Schöftland

Fitnesspark im Alterszentrum in Schöftland für 66000 Franken

Thomas Zeller, Zentrumsleiter Regionales Alterszentrum Schöftland.

Thomas Zeller, Zentrumsleiter Regionales Alterszentrum Schöftland.

Das Regionale Alterszentrum in Schöftland soll erneuert werden. Geplant ist ein Neubau des Pflegeheims sowie 20 neue Betten für die geschützte Wohngemeinschaft.

Leise plätschert die Suhre vor sich hin. Der Weg im Garten ist so gestaltet, dass er keine Sackgasse hat. Es gibt lauschige Schattenplätze und Sonnenplätze sowie Hochbeete. Im Cheminée wird im Sommer jeweils gegrillt, dann werden Feste gefeiert und musiziert.
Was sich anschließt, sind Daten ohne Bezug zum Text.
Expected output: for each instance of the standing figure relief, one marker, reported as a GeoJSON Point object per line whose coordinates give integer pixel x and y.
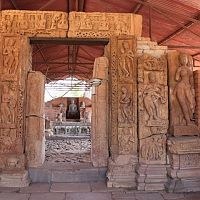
{"type": "Point", "coordinates": [7, 106]}
{"type": "Point", "coordinates": [126, 60]}
{"type": "Point", "coordinates": [184, 91]}
{"type": "Point", "coordinates": [125, 106]}
{"type": "Point", "coordinates": [151, 96]}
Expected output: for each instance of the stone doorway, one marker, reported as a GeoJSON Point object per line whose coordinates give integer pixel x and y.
{"type": "Point", "coordinates": [99, 119]}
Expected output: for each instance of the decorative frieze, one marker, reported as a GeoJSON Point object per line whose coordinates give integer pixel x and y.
{"type": "Point", "coordinates": [103, 25]}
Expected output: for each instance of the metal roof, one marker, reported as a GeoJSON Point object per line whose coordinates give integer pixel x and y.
{"type": "Point", "coordinates": [175, 23]}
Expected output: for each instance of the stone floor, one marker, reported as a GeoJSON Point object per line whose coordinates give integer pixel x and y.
{"type": "Point", "coordinates": [86, 191]}
{"type": "Point", "coordinates": [68, 150]}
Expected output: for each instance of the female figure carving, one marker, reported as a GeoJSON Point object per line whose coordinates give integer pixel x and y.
{"type": "Point", "coordinates": [184, 90]}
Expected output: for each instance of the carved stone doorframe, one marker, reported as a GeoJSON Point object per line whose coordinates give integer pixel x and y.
{"type": "Point", "coordinates": [17, 27]}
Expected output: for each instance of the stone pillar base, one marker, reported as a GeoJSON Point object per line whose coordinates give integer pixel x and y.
{"type": "Point", "coordinates": [121, 172]}
{"type": "Point", "coordinates": [151, 177]}
{"type": "Point", "coordinates": [14, 179]}
{"type": "Point", "coordinates": [184, 170]}
{"type": "Point", "coordinates": [183, 180]}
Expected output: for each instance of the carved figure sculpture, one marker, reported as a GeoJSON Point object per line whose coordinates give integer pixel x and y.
{"type": "Point", "coordinates": [151, 96]}
{"type": "Point", "coordinates": [183, 90]}
{"type": "Point", "coordinates": [126, 59]}
{"type": "Point", "coordinates": [125, 106]}
{"type": "Point", "coordinates": [10, 56]}
{"type": "Point", "coordinates": [6, 102]}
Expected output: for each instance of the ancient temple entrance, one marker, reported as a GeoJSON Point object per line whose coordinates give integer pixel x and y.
{"type": "Point", "coordinates": [70, 131]}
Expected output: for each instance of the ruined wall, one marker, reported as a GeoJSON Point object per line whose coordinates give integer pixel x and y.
{"type": "Point", "coordinates": [152, 115]}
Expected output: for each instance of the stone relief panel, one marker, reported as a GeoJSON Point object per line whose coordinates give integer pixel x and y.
{"type": "Point", "coordinates": [99, 25]}
{"type": "Point", "coordinates": [12, 68]}
{"type": "Point", "coordinates": [123, 113]}
{"type": "Point", "coordinates": [182, 95]}
{"type": "Point", "coordinates": [34, 23]}
{"type": "Point", "coordinates": [152, 108]}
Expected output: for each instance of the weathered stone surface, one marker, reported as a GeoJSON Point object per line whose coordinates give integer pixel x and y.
{"type": "Point", "coordinates": [184, 159]}
{"type": "Point", "coordinates": [182, 95]}
{"type": "Point", "coordinates": [14, 179]}
{"type": "Point", "coordinates": [184, 145]}
{"type": "Point", "coordinates": [123, 136]}
{"type": "Point", "coordinates": [35, 137]}
{"type": "Point", "coordinates": [70, 187]}
{"type": "Point", "coordinates": [104, 25]}
{"type": "Point", "coordinates": [14, 68]}
{"type": "Point", "coordinates": [99, 133]}
{"type": "Point", "coordinates": [34, 23]}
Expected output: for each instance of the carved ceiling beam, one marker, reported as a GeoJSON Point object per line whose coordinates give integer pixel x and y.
{"type": "Point", "coordinates": [70, 41]}
{"type": "Point", "coordinates": [46, 4]}
{"type": "Point", "coordinates": [196, 54]}
{"type": "Point", "coordinates": [14, 4]}
{"type": "Point", "coordinates": [183, 47]}
{"type": "Point", "coordinates": [66, 63]}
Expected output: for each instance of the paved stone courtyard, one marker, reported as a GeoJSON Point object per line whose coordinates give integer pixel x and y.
{"type": "Point", "coordinates": [86, 191]}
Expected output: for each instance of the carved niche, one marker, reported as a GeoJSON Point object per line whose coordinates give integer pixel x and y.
{"type": "Point", "coordinates": [98, 25]}
{"type": "Point", "coordinates": [152, 108]}
{"type": "Point", "coordinates": [124, 96]}
{"type": "Point", "coordinates": [11, 102]}
{"type": "Point", "coordinates": [182, 95]}
{"type": "Point", "coordinates": [34, 23]}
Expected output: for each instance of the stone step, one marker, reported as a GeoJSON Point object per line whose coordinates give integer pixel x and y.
{"type": "Point", "coordinates": [46, 175]}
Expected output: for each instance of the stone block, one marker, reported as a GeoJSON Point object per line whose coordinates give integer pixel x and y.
{"type": "Point", "coordinates": [14, 196]}
{"type": "Point", "coordinates": [36, 188]}
{"type": "Point", "coordinates": [88, 196]}
{"type": "Point", "coordinates": [47, 196]}
{"type": "Point", "coordinates": [70, 187]}
{"type": "Point", "coordinates": [14, 179]}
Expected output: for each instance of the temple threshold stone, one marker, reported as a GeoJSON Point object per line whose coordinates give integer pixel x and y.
{"type": "Point", "coordinates": [14, 179]}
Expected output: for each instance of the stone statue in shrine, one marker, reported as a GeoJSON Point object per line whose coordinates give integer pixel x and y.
{"type": "Point", "coordinates": [73, 110]}
{"type": "Point", "coordinates": [184, 91]}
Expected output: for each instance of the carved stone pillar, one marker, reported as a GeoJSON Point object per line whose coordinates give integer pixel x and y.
{"type": "Point", "coordinates": [35, 137]}
{"type": "Point", "coordinates": [153, 121]}
{"type": "Point", "coordinates": [123, 113]}
{"type": "Point", "coordinates": [13, 70]}
{"type": "Point", "coordinates": [99, 134]}
{"type": "Point", "coordinates": [184, 152]}
{"type": "Point", "coordinates": [197, 96]}
{"type": "Point", "coordinates": [182, 95]}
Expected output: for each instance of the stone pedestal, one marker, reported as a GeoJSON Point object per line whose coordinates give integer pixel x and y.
{"type": "Point", "coordinates": [184, 170]}
{"type": "Point", "coordinates": [151, 177]}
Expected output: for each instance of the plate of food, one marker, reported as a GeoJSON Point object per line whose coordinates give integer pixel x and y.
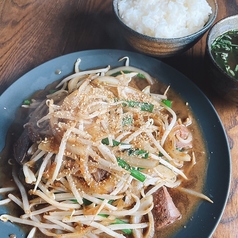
{"type": "Point", "coordinates": [110, 143]}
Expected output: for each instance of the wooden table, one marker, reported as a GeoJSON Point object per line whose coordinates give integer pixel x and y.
{"type": "Point", "coordinates": [32, 32]}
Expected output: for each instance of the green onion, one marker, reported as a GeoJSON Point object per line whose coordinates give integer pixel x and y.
{"type": "Point", "coordinates": [120, 72]}
{"type": "Point", "coordinates": [127, 121]}
{"type": "Point", "coordinates": [144, 106]}
{"type": "Point", "coordinates": [142, 153]}
{"type": "Point", "coordinates": [105, 141]}
{"type": "Point", "coordinates": [139, 75]}
{"type": "Point", "coordinates": [51, 91]}
{"type": "Point", "coordinates": [26, 102]}
{"type": "Point", "coordinates": [167, 102]}
{"type": "Point", "coordinates": [134, 172]}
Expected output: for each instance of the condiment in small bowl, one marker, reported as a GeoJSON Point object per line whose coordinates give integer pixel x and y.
{"type": "Point", "coordinates": [164, 46]}
{"type": "Point", "coordinates": [222, 58]}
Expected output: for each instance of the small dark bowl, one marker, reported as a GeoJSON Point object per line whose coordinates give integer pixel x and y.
{"type": "Point", "coordinates": [225, 85]}
{"type": "Point", "coordinates": [163, 47]}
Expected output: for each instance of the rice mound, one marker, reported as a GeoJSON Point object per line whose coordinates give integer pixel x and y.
{"type": "Point", "coordinates": [164, 18]}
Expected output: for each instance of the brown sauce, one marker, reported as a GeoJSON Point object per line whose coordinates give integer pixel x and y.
{"type": "Point", "coordinates": [185, 203]}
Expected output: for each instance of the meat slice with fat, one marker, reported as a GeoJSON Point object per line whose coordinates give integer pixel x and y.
{"type": "Point", "coordinates": [165, 212]}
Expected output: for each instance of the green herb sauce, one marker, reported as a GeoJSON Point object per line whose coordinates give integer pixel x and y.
{"type": "Point", "coordinates": [224, 50]}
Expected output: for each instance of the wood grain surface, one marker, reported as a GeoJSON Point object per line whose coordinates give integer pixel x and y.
{"type": "Point", "coordinates": [35, 31]}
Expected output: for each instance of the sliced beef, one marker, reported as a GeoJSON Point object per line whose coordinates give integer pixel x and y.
{"type": "Point", "coordinates": [164, 211]}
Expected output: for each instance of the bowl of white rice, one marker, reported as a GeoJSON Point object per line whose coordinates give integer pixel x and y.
{"type": "Point", "coordinates": [164, 28]}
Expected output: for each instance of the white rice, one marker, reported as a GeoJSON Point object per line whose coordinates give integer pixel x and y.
{"type": "Point", "coordinates": [164, 18]}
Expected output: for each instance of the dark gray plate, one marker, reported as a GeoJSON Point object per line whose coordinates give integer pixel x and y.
{"type": "Point", "coordinates": [207, 216]}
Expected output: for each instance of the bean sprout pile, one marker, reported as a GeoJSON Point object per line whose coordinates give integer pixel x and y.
{"type": "Point", "coordinates": [107, 148]}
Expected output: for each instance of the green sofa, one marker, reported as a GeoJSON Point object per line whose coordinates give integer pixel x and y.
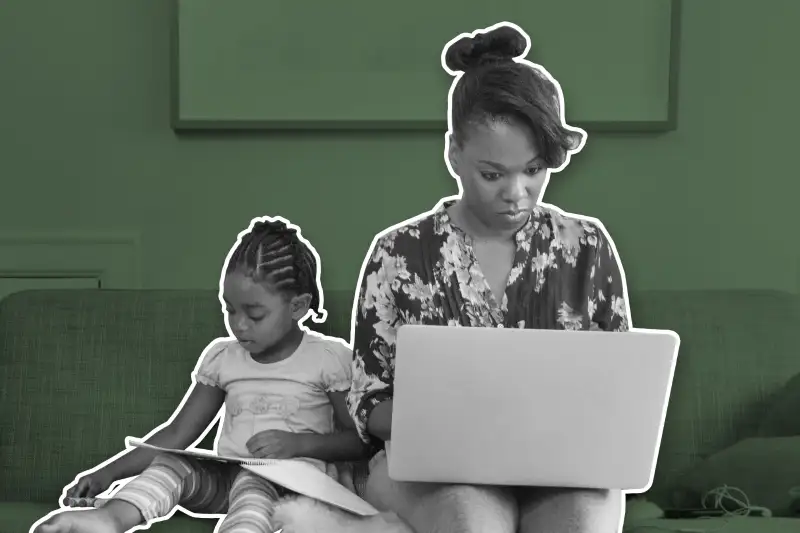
{"type": "Point", "coordinates": [82, 369]}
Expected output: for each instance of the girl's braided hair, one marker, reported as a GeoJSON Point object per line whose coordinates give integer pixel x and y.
{"type": "Point", "coordinates": [274, 253]}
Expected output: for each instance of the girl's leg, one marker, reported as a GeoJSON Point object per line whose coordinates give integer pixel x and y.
{"type": "Point", "coordinates": [251, 502]}
{"type": "Point", "coordinates": [172, 480]}
{"type": "Point", "coordinates": [169, 480]}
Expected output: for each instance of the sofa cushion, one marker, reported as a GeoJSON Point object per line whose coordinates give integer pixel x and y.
{"type": "Point", "coordinates": [764, 469]}
{"type": "Point", "coordinates": [82, 370]}
{"type": "Point", "coordinates": [782, 417]}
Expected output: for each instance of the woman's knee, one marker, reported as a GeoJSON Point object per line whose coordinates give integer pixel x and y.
{"type": "Point", "coordinates": [574, 510]}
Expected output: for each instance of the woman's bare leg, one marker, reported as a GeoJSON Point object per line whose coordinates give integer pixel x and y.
{"type": "Point", "coordinates": [435, 508]}
{"type": "Point", "coordinates": [569, 510]}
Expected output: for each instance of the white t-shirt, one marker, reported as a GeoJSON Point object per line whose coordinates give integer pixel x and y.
{"type": "Point", "coordinates": [290, 395]}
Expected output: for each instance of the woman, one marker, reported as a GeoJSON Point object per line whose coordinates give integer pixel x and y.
{"type": "Point", "coordinates": [493, 256]}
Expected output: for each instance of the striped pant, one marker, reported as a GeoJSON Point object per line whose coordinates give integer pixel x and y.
{"type": "Point", "coordinates": [206, 487]}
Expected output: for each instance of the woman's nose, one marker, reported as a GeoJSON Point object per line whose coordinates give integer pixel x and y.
{"type": "Point", "coordinates": [516, 189]}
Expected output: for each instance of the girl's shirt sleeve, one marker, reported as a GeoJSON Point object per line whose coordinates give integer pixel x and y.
{"type": "Point", "coordinates": [337, 365]}
{"type": "Point", "coordinates": [612, 312]}
{"type": "Point", "coordinates": [376, 320]}
{"type": "Point", "coordinates": [208, 368]}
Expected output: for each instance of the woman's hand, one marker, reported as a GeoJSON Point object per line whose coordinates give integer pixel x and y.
{"type": "Point", "coordinates": [275, 444]}
{"type": "Point", "coordinates": [90, 485]}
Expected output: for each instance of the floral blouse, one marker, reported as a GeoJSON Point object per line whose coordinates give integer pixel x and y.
{"type": "Point", "coordinates": [565, 275]}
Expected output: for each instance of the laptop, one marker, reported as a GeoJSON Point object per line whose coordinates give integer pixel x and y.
{"type": "Point", "coordinates": [527, 407]}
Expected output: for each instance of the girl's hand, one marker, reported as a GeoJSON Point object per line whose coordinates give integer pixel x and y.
{"type": "Point", "coordinates": [275, 444]}
{"type": "Point", "coordinates": [90, 485]}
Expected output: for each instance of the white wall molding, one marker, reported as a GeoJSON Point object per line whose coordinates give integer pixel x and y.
{"type": "Point", "coordinates": [114, 257]}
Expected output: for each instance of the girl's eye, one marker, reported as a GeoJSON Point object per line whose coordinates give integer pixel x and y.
{"type": "Point", "coordinates": [534, 170]}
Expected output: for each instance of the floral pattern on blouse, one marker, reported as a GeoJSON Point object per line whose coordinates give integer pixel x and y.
{"type": "Point", "coordinates": [565, 275]}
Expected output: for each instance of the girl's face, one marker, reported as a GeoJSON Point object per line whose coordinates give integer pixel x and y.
{"type": "Point", "coordinates": [257, 316]}
{"type": "Point", "coordinates": [502, 175]}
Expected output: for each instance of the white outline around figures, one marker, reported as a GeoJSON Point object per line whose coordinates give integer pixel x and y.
{"type": "Point", "coordinates": [368, 257]}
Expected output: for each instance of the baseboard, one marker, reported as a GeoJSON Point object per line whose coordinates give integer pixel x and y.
{"type": "Point", "coordinates": [114, 257]}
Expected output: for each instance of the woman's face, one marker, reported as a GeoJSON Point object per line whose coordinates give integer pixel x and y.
{"type": "Point", "coordinates": [502, 175]}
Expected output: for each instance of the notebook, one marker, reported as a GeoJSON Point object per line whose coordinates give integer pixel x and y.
{"type": "Point", "coordinates": [297, 476]}
{"type": "Point", "coordinates": [530, 407]}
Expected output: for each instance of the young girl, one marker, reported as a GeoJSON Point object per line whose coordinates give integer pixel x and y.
{"type": "Point", "coordinates": [283, 388]}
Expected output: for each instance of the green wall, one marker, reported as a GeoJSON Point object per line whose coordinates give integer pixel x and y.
{"type": "Point", "coordinates": [86, 145]}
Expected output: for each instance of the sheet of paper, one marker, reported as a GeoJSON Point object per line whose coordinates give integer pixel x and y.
{"type": "Point", "coordinates": [308, 480]}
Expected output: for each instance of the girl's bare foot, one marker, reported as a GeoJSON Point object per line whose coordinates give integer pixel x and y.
{"type": "Point", "coordinates": [114, 517]}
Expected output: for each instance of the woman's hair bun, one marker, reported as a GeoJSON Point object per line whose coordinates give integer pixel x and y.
{"type": "Point", "coordinates": [498, 45]}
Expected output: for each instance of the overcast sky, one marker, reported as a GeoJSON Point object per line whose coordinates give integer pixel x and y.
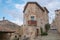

Doch der ganze Garten ist eingezäunt. Es gibt keinen Weg nach draussen. Denn es ist der Demenzgarten der geschützten Wohngemeinschaft des Regionalen Alterszentrums Schöftland. Weil der Garten so gestaltet ist, «nehmen die Demenzkranken diesen Zaun nicht wahr», sagt Thomas Zeller. Er ist seit Februar 2012 Leiter des Alterszentrums.

Ausbau mit 20 neuen Betten

Das Gebäude ist die ehemalige Untere Mühle in Schöftland. Die Innenwände sind hellgelb, es ist ruhig und trotz der abgeschlossenen Tür heimelig. Es bietet Platz für 20 demenzkranke Menschen, bei denen das Risiko besteht, dass sie weglaufen könnten.

Die Plätze sind immer alle besetzt, die Warteliste ist lang. Deswegen ist ein Ausbau geplant. Auf dem Bauland nebenan soll gebaut werden, die Wohngemeinschaft soll auf 40 Plätze erweitert werden. «Wir müssen uns für die Zukunft rüsten, die Menschen werden immer älter und leider nimmt die Demenz noch zu», sagt Zeller.

Das Pflegeheim liegt nicht am selben Ort, es liegt mitten im Dorf. In zwei Jahren kann es sein 50-Jahr-Jubiläum feiern.

Doch die Zimmer sind nicht mehr die neusten. Rund ein Drittel davon sind Doppelzimmer, die heute oft nicht mehr als solche genutzt werden. Kein Pflegezimmer hat eine Dusche. Die Stationszimmer sind klein und unübersichtlich.

Neubau ist geplant

Jeder Stock hat eine andere Farbe. Wenn Thomas Zeller durch die verschiedenen Gänge geht, kann er beinahe alle Bewohnerinnen und Bewohner sowie die Mitarbeitenden mit Namen grüssen. Ein Ziel, bis Ende Einstiegsjahr alle Namen zu kennen, hat er also erreicht.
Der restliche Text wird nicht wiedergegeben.